Allégeance canonique au service du convenable

Aucun homme, un tant soit peu scrupuleux, ne saurait accuser réception sans un gage certain de sa propre réflexion.

Aucun homme de conscience ne saurait considérer l’expression d’un interdit comme un gage de moralité, sans y voir le dessein de nuire à la vérité pour d’occultes raisons plus proches de l’intérêt.

Pourtant,

Aucun homme, de source bien informée, ne peut donner asile à son oasis dans ce flot de littérature submergée.

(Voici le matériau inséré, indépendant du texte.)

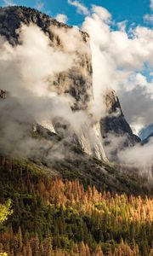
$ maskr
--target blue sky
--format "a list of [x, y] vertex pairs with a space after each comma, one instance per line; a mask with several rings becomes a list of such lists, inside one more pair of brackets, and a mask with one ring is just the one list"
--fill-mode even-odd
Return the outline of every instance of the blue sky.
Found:
[[[52, 17], [60, 14], [71, 26], [82, 26], [86, 17], [83, 29], [98, 43], [99, 54], [95, 49], [92, 54], [100, 86], [110, 84], [119, 91], [125, 116], [136, 131], [153, 123], [153, 0], [0, 0], [0, 6], [11, 4], [36, 8]], [[110, 14], [111, 22], [105, 20]]]
[[[92, 4], [103, 6], [109, 10], [116, 21], [127, 20], [129, 24], [144, 25], [143, 17], [146, 14], [150, 14], [150, 0], [82, 0], [79, 2], [88, 9]], [[1, 6], [14, 3], [32, 8], [39, 6], [42, 12], [51, 16], [56, 16], [59, 13], [65, 14], [68, 16], [67, 23], [70, 25], [80, 25], [84, 19], [83, 15], [76, 12], [76, 7], [69, 4], [67, 0], [0, 0]], [[147, 26], [151, 25], [147, 24]]]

Aucun homme sagement éclairé ne peut dire à quiconque ce qu’il sait sans voir son avenir obscurci.

Au contraire,

Pire que l’institution du mensonge est le zèle militant du citoyen ordinaire dans la peau d’un farouche kapo avide des horreurs qu’on lui sert, spectre vivant du faiseur de guerre au nom d’un sentiment de paix galvaudé, et qui, trés satisfait de sa personne, s'en va la fleur au fusil brandir une morale toute faite à l'encontre du français de souche par trop français, jusqu'aux dirigeants étrangers par trop indociles, jugés impropres à l'image dont ils sont eux-mêmes le triste reflet.

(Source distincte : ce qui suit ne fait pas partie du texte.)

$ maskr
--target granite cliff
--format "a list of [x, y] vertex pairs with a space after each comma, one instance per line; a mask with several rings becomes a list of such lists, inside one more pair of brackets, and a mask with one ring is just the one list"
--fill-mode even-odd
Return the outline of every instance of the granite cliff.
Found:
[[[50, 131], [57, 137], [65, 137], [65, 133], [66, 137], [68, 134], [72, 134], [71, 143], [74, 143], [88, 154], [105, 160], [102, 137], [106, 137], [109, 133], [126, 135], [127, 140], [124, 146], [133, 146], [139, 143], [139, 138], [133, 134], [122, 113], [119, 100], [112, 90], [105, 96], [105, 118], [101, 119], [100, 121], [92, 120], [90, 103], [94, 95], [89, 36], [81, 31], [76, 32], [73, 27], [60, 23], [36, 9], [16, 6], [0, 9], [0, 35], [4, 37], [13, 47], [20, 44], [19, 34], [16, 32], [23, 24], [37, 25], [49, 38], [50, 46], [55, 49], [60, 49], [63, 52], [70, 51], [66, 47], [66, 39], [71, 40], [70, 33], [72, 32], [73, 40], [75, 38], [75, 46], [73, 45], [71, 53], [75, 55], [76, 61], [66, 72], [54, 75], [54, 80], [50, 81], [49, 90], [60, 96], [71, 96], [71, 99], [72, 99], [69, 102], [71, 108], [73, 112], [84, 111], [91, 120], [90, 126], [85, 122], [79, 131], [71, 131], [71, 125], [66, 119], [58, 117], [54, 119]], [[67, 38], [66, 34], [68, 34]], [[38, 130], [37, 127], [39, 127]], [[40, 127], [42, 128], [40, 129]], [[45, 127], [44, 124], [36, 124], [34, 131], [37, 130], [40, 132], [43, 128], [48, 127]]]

L’homme aura t'il un jour la volonté de renouer avec son  libre-arbitre à défaut de s'en adjuger un qui sied bien à tous les vaniteux qu'essaiment nos systèmes.

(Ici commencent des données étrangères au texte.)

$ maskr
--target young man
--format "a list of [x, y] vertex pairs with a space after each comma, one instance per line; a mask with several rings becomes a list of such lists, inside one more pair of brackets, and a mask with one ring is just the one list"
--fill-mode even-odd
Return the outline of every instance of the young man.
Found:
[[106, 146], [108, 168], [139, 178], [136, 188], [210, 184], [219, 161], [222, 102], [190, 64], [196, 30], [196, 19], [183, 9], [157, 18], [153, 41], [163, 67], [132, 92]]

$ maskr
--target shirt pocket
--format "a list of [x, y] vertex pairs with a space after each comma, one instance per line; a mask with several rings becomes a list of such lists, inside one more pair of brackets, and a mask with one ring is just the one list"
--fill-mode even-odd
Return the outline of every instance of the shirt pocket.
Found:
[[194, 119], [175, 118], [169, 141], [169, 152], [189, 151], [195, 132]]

En lui siège le plus fatal exemple de l’allégeance canonique au service du convenable, toujours plus contraignant et orienté au bénéfice des profiteurs d'une vaste OPA que l'on maintient en vie à coups de milliards gaspillés. Les manoeuvres d'appareils assiègent la liberté de pensée du citoyen lambda, intimidé par le ton grave de ses ténors. Au nom d'un Front Républicain, on porte le fardeau de s'allier aux vils coquins en plein gang-bang, de s'allier à un système qui ne veut pas mourir, et qui ne se donne aucune limite dans l'abjection pour perdurer.

02.11.2007

L'émotion, don ou magie?

Le don est la résultante d’un certain développement de l’être, une manière d’appréhender l’inconnaissable et intransmissible efficience d’une plénitude atteinte, mais qui échappe encore et pour toujours à l’explication, à la connaissance telle que l’intellect la conçoit. Le don de clairvoyance par exemple est  une « optique » qui n’est pas que réflexive, mais bien davantage émotionnelle. Par l’émotion, on apprend plus que dans les livres dans la mesure où l’on ne se perd pas, dans la mesure où il n’y a pas d’erreur possible puisque ses manifestations ne sont pas affaire d’interprétations. Quand je dis « on apprend plus », je veux dire que l’approche intuitive est plus indispensable que ne l’est l’identification de celle-ci bien que la connaissance soit non seulement utile mais aussi nécessaire. L’émotion est un peu le fil d’Ariane de l’homme interpellé. Peut-être parce que celle-ci est d’une nature qui ne doit rien au modèle pensé qui s’impose et s’imprime dans les esprits interactifs évoluant dans une époque donnée!! Car, l’émotion prend racine bien au delà d’une réaction spontanée qui découlerait de l’activité pensée. Elle est en tout cas une voie qui permet le contact avec l’âme du monde et dont les dieux animent et gouvernent la trame. L’émotion est un pont qui vous amène sur la rive de votre choix, vers le monde qui vous enchante, et dont la nature est l’image réfléchie de votre beauté intérieure au cœur même des divines échappées. L’émotion. N’a t’elle pas en elle-même tous les attributs de la magie, lorsque développant ses dons au delà d’elle-même, elle est en phase avec l’âme de laquelle elle vient et vers laquelle elle va.

30.10.2007

Le monde des hommes

Aujourd'hui et pour toujours, méfie toi des hommes.

Marche droit et ne te renie jamais. Mais garde toi de tout dire qui ne soit tout sourire. Ne soit l'otage d'aucune âme vile. Gage sur la prudence et n'oublie pas de vivre au delà du regard des autres.

Si un jour le sacrifice te commande, par tous les dieux, face que ton âme soit la seule autorité dont tu tires le mot d'ordre. Rien ne doit te contraindre si ce n'est les contraintes matérielles de la vie courante.

C'est pour une raison de vivre que l'on sacrifie le meilleur de soi, non pour un devoir moral que la haute société pilote, et dont le copilote est un profiteur. La liberté est dans le coeur, l'indépendance dans l'esprit. Ceux qui l'ont en bouche ne sont que des serviteurs.